Sunday, 16 February 2020

Stage: Grappling with intimacy

Undetectable
by Tom Wright
dir Rikki Beadle-Blair
with Lewis Brown, Freddie Hogan
King's Head Theatre, Islington • 12.Feb-7.Mar.20

Taking a complex look at the difference between intimacy and sex, this provocative two-hander draws the audience into a constantly shifting dialog about the nature of connection. The fact that it's a gay couple adds several additional textures, but the topic has a remarkable universality that anyone can identify with. It also helps that the spiralling conversation includes moments that are warm, funny, sexy, wrenching and emotionally engaging.

Bradley and Lex (Brown and Hogan) have been going out for three months, and both are feeling that it's time to have sex for the first time. But each has issues from his past that are causing him to pause. These relate to feelings surrounding safer-sex and HIV, drugs and alcohol, past relationships and self-doubt, all of which come out as they talk to each other, taking turns on the offensive and defensive while also finding common ground. This includes an extended flashback for each man: Bradley revisiting his wildly drug-fuelled party days and Lex remembering a tragedy from his romantic past.

Sustaining a conversation over 90 minutes without a break is no mean feat, and director Beadle-Blair adeptly switches things up constantly, keeping these guys in motion. The stage is a raised bed in the middle of the theatre, surrounded by the audience. These two guys climb on it, run around it, hide behind it as they get into and out of their clothing and the bedding, revealing and obscuring themselves from each other. Clever lighting and music add to the atmosphere, never telling the audience what to think or feel but highlighting the issues these men are grappling with. And Wright's script never moralises at all, which is refreshing considering the potent themes.

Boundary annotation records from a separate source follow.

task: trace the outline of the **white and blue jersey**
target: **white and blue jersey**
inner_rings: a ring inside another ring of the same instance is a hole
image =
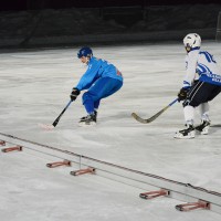
[[[221,71],[214,57],[199,48],[190,51],[186,56],[186,76],[182,87],[192,86],[194,80],[221,86]]]
[[[102,77],[110,77],[123,82],[122,73],[105,60],[92,57],[87,71],[81,77],[76,88],[80,91],[90,88],[94,82]]]

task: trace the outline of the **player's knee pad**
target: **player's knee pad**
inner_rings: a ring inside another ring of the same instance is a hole
[[[186,106],[192,106],[192,107],[197,107],[199,106],[201,103],[194,101],[194,99],[190,99],[190,98],[187,98],[185,99],[185,102],[182,103],[182,106],[186,107]]]

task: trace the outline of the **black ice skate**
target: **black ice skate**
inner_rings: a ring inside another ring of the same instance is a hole
[[[82,117],[80,119],[78,125],[80,126],[96,125],[96,115],[97,115],[97,112],[95,112],[94,114],[90,114],[86,117]]]
[[[201,135],[208,135],[210,128],[209,120],[202,120],[201,124],[194,127]]]
[[[194,138],[194,127],[193,127],[193,125],[187,125],[186,129],[177,131],[175,134],[175,138],[178,138],[178,139],[191,139],[191,138]]]
[[[97,112],[96,110],[94,110],[94,115],[95,115],[95,118],[97,117]],[[83,123],[83,122],[85,122],[86,120],[86,118],[87,118],[87,116],[85,116],[85,117],[82,117],[81,119],[80,119],[80,122],[78,123]]]

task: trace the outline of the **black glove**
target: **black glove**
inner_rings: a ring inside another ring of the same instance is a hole
[[[77,97],[80,94],[81,94],[81,92],[80,92],[76,87],[74,87],[74,88],[72,90],[72,93],[70,94],[70,97],[71,97],[72,102],[75,101],[76,97]]]
[[[178,102],[185,101],[190,88],[181,88],[178,93]]]

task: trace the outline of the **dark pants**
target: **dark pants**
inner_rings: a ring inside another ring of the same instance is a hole
[[[219,85],[196,81],[182,105],[183,107],[188,105],[197,107],[202,103],[212,101],[220,92],[221,86]]]

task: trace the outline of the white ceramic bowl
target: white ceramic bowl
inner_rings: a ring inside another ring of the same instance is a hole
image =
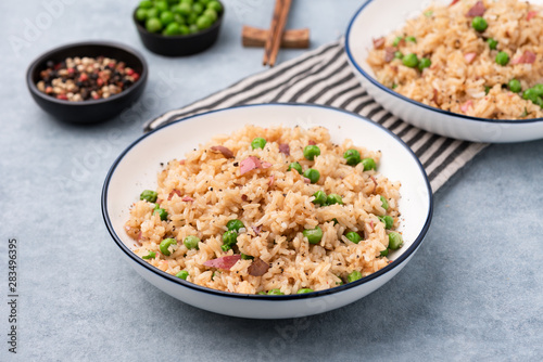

Both Brown and Hogan deliver remarkably wrenching performances that evoke a wide range of emotions, from playful tenderness to full-throttle screaming, without ever becoming overwrought. Because the audience is so close to the actors, this kind of underplaying is essential to maintain authenticity, and both men create remarkably private moments surrounded by a crowd of observers. Their performances are also full-bodied, both physically and emotionally, often leaving them (and the audience) sweaty and out of breath. This makes the connection between them powerfully real, with genuine ripples of doubt about where the relationship is headed, offering some proper suspense in the narrative. So we both empathise and root for them, layering our own feelings and opinions into the story to bring it to life in unexpected ways. Which of course leaves us with a lot to think about after the lights come up.